Gamma Real Estate announced last week it’s tapped Danish hotshot Thomas Juul-Hansen to design the new tower at the troubled 3 Sutton Place site, but according to DNAInfo, the plans could hit yet another stumbling block.

The developer, which acquired the property through a foreclosure sale after the previous owner (the Bauhouse Group) ran into legal troubles, has already demolished three surrounding tenement buildings to make way for the incoming skyscraper.

Initially, Gamma was planning an 844-foot tower for the site, but they later scaled back the plans, going with a 700-foot, 67-story tower with the same number of (presumably smaller) apartments. This new incarnation of the plan is significantly shorter than the first doomed incarnation of the plan: back when they owned the site, Bauhouse was planning on a 900-foot building, which was met with strong opposition from the neighborhood.

Last week, though, Gamma president Jonathan Kalikow assured the Commercial Observer, that the “entire look and feel of the building” would be “contextual to the neighborhood.”

Residents of the Midtown East, however, remain unconvinced, and The East River 50s Alliance has now officially submitted a rezoning proposal that would limit building heights in the area.

The proposed zoning would ban any commercial development at all in the area, with the exception of “community uses,” like medical offices and daycares. More importantly for the Gamma project, the rezoning would also impose a height cap on new buildings, limiting projects to 260 feet, or about 25 stories—a major change for the neighborhood. As it currently stands, new developments have no height cap at all.

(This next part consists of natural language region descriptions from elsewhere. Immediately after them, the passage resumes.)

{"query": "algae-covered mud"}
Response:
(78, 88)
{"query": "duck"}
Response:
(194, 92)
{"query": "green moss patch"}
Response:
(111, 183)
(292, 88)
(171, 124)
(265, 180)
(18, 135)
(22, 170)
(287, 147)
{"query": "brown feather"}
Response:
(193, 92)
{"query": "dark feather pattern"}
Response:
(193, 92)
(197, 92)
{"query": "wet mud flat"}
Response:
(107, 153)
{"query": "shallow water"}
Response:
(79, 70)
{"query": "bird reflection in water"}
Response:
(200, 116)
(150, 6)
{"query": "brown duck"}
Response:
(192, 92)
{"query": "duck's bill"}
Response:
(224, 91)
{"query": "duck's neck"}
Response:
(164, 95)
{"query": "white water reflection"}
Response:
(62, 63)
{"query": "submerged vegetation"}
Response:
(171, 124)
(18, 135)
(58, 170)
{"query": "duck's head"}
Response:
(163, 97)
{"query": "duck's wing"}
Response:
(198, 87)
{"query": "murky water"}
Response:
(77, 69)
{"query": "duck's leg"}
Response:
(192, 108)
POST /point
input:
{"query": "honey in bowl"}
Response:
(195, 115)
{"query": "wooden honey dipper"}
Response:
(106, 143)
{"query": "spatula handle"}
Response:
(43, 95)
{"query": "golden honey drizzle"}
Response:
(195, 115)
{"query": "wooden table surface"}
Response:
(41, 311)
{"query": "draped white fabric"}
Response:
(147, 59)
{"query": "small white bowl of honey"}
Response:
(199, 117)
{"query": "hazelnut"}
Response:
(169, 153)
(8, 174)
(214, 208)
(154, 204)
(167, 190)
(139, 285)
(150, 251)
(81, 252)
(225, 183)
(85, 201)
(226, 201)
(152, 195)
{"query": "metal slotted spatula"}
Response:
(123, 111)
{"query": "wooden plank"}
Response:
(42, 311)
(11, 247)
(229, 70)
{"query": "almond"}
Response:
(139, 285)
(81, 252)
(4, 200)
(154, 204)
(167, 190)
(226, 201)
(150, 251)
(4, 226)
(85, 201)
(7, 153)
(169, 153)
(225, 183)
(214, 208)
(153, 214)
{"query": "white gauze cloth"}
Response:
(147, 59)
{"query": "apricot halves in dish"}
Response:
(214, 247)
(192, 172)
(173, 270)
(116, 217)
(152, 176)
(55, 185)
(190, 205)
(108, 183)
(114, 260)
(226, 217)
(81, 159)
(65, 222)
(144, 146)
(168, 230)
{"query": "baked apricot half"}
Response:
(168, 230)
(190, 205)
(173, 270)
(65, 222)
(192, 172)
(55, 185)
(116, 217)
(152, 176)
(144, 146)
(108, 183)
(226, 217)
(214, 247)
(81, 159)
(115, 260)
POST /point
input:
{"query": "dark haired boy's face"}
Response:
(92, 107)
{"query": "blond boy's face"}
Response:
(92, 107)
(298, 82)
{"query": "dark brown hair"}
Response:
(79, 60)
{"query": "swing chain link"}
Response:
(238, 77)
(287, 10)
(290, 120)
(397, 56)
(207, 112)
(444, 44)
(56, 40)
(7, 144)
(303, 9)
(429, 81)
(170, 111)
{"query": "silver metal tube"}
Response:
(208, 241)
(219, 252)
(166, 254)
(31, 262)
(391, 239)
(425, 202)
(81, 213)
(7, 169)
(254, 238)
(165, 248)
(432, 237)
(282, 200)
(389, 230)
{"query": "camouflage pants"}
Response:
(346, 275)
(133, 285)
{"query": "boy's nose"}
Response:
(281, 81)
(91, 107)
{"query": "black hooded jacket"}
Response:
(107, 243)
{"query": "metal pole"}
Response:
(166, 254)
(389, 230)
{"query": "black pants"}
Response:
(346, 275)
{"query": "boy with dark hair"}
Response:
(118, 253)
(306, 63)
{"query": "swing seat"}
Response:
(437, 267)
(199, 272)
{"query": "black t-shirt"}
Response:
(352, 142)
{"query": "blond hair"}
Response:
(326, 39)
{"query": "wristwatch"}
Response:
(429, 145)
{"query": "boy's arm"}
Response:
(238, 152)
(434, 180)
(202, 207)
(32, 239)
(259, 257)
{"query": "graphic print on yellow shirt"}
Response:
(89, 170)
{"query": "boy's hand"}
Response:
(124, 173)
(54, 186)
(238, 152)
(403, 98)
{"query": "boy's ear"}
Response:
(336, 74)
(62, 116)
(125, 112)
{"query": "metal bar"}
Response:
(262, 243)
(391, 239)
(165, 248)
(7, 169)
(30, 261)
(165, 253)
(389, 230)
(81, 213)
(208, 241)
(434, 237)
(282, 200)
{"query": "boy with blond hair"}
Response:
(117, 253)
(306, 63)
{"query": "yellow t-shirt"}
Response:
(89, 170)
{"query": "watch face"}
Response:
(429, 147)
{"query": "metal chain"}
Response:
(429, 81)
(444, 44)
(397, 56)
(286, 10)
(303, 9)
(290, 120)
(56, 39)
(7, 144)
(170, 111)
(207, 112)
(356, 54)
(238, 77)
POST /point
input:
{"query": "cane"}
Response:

To help compensate for the potential loss of height, the plan would allow a slight increase in maximum floor-area ratio (from 12 to 13), encouraging more building density in the area. And—the final tenet of the rezoning proposal—20 percent of new units would be required to be “dedicated to below-market-rate housing on site.”

So far, the Alliance’s rezoning proposal has some pretty big backers, DNAInfo reports. Borough President Gale Brewer and City Council members Ben Kallos and Dan Garodnick have all said they’d sign off on the plan if it passes the Department of City Planning’s review process.

The Department of City Planning is expected to certify the Alliance’s application “in the next two weeks,” making way for a formal public review process.